By Paul McBeth
Oct. 23 (BusinessDesk) – New Zealand’s reputation as a responsible member of the world’s financial community is undermined by holes in the financial services provider register, which is still open to abuse by unscrupulous foreign firms, industry groups say.
The Ministry of Business, Innovation and Employment is revisiting the register in a legislative review of the 2008 Financial Advisers and Financial Service Providers (Registration and Dispute Resolution) acts, which were intended to revive the public’s confidence in financial advisers by imposing a licensing regime and introducing a new level of professionalism in the industry. It’s preparing an options paper to be released late next month.
The register has come under scrutiny in recent months as overseas firms signed up without operating in New Zealand to bolster their credibility in the eyes of investors. That sparked a legislative response last year giving the Financial Markets Authority the power to de-register or block firms where it felt they misled consumers into believing the companies provided services in New Zealand or were regulated locally.
Submissions from industry participants generally saw the register’s controls as being underdone and leaving New Zealand at risk of appearing to regulate overseas firms when it didn’t.
The Institute of Finance Professionals New Zealand says in its submission the status of registered firms and the use of the term ‘Registered Financial Adviser’ as a major issue, which “allows unscrupulous or careless international financial service providers to shelter under the term and the apparent supervision of the FMA to sell their services, generally to offshore customers.
“This is damaging for New Zealand’s reputation as a responsible member of the world financial community and for the reputation of the regulator system at home,” INFINZ said in its submission.
The industry group suggested subjecting companies to anti-money laundering regulation, or requiring them to pay a bond in favour of their dispute resolution scheme to “provide practical disincentives for such behaviour.”
Broking and research house Craigs Investment Partners said misuse of the register undermines the integrity of New Zealand’s capital markets and should be addressed as a priority, and that regulators should consider adding requirements such as local directors or licensing of financial services providers.
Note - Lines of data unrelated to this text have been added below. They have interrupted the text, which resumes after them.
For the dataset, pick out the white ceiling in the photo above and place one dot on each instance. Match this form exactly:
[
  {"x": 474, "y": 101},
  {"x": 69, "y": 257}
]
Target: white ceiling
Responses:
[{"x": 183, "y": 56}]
Bank of New Zealand agreed it was a priority and said it might be appropriate to consider extra obligations for New Zealanders acting as agents or directors of foreign-based registered providers.
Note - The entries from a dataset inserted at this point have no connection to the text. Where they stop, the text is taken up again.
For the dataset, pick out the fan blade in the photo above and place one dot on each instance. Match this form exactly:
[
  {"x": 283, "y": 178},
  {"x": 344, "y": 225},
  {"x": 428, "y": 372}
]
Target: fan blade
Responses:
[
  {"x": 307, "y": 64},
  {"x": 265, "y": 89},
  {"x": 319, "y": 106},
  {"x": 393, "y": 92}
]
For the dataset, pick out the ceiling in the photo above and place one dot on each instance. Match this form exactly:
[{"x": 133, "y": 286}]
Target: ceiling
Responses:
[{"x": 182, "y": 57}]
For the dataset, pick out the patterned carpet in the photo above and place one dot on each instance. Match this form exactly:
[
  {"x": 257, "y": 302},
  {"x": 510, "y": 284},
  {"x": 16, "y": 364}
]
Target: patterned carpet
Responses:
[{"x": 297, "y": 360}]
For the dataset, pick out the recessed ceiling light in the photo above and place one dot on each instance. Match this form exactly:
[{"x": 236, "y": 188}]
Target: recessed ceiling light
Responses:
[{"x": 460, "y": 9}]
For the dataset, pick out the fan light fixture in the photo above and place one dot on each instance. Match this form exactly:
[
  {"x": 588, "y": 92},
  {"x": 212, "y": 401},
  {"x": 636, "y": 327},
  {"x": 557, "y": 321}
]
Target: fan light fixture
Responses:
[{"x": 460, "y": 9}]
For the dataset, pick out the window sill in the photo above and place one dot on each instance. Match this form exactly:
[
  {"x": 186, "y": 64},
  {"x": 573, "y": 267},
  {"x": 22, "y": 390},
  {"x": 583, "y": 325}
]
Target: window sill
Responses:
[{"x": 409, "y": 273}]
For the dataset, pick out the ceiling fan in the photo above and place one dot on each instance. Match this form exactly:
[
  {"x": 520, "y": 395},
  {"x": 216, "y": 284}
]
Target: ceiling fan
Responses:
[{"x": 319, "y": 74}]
In a report to Commerce Minister Paul Goldsmith on the registration aspect of the review in August, MBIE officials said the register was a useful, if limited monitoring tool for enforcement, but had let foreign-based firms register to cash in on New Zealand’s reputation as a well-regulated jurisdiction. The report said the issue was a priority for submitters, though the number of fraudulent cases was small.
“Increased risk profiling and integrity checking by the FMA and Companies Office and new powers to prevent registration and to de-register has reduced the number of FSP applications from offshore entities in recent months,” the report said. “However, these new powers are resource intensive and have yet to be thoroughly proven as an effective tool.”
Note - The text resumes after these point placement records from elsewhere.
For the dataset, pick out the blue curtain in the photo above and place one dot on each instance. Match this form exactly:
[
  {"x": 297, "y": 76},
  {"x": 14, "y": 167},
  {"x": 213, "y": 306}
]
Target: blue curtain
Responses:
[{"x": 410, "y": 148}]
MBIE officials recommend changing the territorial scope and registration requirements of the law to exclude providers who don’t offer services to or from New Zealand.
The New Zealand Shareholders’ Association said misuse of the register was a “significant risk” and supported the FMA’s de-registration powers, but said they were “an ambulance at the bottom of the cliff approach” and that consideration should be given to amending the rules “so that only those actively carrying on business in New Zealand are able to register.”
Law firm Minter Ellison Rudd Watts said the misalignment between the register and anti-money laundering legislation allows “financial service providers to arbitrage the registration regime under the FSP Act and the regulatory regime of the AML/CFT (Anti-Money Laundering and Countering Financing of Terrorism) Act, leading to the potential misuse of the register and policy concerns about New Zealand’s reputation.”
The extension of the FMA’s oversight granted last year “does not deal with the root problem, which is the ambiguity in the applicability of the FSP Act and the misalignment of the AML/CFT requirements” and have only added to the uncertainty. The law firm doesn’t see any need to beef up the FMA’s powers, and says the problem would be fixed by aligning the two acts.